As Levertov described it, he took unusual measures to penetrate that defense line.
“I met with haredi rabbis in Israel, those who had influence or at least connections to the haredi rabbis in Sao Paolo. I described to them the [child abuse] actions of Chen and his followers. His actions were not the Jewish way, I told them.”
THIS VIGNETTE showed that Levertov and his department not only needed to become experts in conducting global diplomacy with foreign governments, they also sometimes needed to work with unusual sectarian groups with whom cooperation was notoriously difficult. Levertov continues to keep tabs on the extradition division and said that the only right decision the state could make in the case of Russian cyber fraudster Alexei Burkov was to extradite him to the US (for which the division obtained court approval), and ignore pressures by Russia to trade him for the return of Israeli Naama Issachar (the state ultimately ignored Russian pressure). Israel says Russia sentenced Issachar to an unjustifiably harsh seven-and-a-half years in jail for possession of a small quantity of marijuana, to bargain with or punish Israel for the extradition of Burkov.

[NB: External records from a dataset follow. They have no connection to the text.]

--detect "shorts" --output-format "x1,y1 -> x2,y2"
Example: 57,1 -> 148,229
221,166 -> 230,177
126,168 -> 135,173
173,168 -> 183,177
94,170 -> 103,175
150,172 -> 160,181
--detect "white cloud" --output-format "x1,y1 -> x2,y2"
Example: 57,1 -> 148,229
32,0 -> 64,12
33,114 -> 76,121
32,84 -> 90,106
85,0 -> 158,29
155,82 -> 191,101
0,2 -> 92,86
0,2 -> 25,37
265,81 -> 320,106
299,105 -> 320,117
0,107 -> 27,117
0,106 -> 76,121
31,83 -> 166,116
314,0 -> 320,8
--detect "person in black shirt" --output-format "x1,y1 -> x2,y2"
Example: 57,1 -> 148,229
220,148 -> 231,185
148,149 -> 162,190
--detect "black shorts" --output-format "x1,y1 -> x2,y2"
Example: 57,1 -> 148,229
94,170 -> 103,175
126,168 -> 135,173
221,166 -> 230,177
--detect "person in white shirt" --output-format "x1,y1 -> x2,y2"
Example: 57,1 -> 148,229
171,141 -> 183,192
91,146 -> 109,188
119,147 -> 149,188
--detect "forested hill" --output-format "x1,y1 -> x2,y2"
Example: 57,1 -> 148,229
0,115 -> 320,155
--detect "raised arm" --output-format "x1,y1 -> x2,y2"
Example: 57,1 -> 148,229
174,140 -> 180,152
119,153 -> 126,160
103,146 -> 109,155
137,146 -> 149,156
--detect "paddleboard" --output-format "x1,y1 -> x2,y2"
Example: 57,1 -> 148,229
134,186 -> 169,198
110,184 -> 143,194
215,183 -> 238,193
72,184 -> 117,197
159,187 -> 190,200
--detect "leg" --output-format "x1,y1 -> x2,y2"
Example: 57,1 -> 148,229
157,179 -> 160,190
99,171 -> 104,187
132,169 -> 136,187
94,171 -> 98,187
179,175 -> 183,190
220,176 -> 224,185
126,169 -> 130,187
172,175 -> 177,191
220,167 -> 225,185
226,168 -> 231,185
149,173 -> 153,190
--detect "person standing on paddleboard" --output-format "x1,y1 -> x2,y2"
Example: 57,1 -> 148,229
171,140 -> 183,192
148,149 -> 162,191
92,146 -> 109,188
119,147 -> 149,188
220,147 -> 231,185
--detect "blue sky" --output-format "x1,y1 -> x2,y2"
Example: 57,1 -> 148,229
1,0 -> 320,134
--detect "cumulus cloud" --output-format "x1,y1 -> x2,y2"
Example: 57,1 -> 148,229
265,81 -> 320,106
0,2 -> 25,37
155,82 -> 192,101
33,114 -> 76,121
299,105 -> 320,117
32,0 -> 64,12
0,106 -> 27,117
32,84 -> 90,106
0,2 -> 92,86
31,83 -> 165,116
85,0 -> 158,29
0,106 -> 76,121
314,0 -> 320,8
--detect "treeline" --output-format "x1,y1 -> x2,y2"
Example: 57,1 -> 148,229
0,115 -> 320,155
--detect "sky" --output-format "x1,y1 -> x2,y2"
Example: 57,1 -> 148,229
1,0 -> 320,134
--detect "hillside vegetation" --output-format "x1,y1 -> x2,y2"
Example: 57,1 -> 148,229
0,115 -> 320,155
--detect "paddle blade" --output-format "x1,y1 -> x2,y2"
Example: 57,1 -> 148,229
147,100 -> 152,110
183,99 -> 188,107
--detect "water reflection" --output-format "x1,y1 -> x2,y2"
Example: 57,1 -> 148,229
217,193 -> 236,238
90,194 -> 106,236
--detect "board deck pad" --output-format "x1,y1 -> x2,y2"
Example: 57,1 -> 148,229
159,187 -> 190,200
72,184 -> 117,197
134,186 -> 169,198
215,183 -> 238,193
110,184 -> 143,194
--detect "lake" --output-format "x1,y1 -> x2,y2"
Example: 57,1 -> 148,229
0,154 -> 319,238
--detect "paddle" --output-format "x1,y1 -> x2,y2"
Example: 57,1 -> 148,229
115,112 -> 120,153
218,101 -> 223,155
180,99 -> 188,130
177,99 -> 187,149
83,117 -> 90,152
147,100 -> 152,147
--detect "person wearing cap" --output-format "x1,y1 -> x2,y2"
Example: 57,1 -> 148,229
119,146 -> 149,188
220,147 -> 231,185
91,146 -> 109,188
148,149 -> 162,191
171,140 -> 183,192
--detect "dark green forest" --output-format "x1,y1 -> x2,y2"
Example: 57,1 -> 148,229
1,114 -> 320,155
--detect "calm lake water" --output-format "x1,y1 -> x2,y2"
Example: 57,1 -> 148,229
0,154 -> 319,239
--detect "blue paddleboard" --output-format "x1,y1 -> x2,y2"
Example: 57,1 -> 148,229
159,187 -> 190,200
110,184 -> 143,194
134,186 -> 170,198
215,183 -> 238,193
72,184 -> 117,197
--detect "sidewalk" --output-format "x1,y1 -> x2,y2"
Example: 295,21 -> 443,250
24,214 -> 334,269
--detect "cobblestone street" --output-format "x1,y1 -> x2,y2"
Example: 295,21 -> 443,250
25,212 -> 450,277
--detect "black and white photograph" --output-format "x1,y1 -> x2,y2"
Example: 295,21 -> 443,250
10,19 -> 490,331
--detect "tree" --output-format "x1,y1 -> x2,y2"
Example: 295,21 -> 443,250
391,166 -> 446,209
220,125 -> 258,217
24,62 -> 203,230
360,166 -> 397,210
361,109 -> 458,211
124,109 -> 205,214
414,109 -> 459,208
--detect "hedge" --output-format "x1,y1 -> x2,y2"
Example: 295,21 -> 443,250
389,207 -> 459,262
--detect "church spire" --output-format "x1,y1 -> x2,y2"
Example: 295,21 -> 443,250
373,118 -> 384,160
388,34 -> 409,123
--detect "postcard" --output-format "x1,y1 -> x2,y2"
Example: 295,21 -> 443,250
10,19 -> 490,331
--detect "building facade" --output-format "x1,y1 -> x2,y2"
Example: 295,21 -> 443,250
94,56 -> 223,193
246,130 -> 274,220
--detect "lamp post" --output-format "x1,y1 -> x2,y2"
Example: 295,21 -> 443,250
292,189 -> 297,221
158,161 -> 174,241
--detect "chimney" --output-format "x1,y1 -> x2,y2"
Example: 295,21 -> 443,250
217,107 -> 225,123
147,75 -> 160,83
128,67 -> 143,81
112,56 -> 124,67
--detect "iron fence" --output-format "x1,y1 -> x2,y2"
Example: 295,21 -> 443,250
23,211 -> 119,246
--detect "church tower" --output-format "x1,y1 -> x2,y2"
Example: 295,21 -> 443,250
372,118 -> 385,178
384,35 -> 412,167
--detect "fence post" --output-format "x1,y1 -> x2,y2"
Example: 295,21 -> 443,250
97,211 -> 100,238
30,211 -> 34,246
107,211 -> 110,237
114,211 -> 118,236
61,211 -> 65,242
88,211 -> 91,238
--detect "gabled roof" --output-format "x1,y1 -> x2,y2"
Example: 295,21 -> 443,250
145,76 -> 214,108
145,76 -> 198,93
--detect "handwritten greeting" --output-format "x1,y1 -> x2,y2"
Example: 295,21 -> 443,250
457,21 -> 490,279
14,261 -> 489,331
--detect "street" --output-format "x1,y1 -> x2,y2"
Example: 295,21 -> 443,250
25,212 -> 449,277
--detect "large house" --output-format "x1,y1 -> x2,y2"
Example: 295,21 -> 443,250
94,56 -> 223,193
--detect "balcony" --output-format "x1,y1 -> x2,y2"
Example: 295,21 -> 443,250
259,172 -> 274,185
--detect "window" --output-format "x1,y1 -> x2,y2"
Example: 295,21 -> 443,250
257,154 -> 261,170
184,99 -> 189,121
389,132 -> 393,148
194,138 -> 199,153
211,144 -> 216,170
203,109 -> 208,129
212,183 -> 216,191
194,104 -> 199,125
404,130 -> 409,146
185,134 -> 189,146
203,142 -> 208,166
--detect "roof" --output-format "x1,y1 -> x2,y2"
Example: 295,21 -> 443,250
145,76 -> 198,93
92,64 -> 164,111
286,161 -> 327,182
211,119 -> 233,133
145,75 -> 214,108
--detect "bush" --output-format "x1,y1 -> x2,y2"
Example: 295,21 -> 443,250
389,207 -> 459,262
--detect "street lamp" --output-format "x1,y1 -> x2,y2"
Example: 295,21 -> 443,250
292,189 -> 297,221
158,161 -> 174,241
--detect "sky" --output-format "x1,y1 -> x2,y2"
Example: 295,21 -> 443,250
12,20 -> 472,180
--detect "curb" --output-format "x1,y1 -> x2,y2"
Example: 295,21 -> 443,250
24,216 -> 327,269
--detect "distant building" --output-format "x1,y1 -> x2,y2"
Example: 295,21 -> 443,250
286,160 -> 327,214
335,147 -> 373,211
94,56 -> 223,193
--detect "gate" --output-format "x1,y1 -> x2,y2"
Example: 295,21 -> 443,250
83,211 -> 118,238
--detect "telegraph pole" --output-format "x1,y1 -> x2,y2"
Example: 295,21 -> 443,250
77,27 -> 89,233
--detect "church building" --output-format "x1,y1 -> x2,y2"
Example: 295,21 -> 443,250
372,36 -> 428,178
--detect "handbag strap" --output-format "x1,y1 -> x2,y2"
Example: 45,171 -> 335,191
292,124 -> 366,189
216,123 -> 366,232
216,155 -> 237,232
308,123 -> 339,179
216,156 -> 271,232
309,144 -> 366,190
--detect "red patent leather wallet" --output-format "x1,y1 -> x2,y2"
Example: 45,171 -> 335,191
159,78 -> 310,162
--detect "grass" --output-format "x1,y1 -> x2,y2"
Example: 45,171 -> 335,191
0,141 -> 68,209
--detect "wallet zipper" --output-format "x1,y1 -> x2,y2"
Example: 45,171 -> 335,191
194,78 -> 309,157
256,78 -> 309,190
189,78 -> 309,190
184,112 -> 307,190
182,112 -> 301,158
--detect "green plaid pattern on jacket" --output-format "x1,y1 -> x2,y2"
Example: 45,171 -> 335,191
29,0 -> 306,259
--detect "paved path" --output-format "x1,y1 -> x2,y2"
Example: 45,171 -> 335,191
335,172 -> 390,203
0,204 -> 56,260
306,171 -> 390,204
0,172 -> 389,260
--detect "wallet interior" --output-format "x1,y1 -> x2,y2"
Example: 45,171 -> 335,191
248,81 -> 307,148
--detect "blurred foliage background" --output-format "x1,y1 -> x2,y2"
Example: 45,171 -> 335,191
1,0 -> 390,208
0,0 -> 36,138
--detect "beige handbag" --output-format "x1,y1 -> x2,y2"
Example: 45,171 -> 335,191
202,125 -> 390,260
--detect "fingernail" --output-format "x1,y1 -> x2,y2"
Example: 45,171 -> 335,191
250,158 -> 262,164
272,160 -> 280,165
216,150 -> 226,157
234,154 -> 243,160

Levertov has since joined the good-government group Movement for the Purity of Ethics and is working to fight public corruption. In his book he wrote, “In recent years, we are witness to many attempts to threaten the gatekeepers in Israel, to weaken them, and to tie their hands. It seems our elected officials have forgotten the victim and our obligation to defend him. They have forgotten the law-abiding citizen.”
“Those threatening the Supreme Court for daring to fulfill their role, those who work hard to move damaging legislation forward to protect elected officials and those close to them from the law… do not just harm Israeli democracy, they harm the public they claims to serve, the state and its future,” wrote Levertov.
He warned, “The external enemies cannot defeat us,” yet “the grave processes from within – may very well do this.”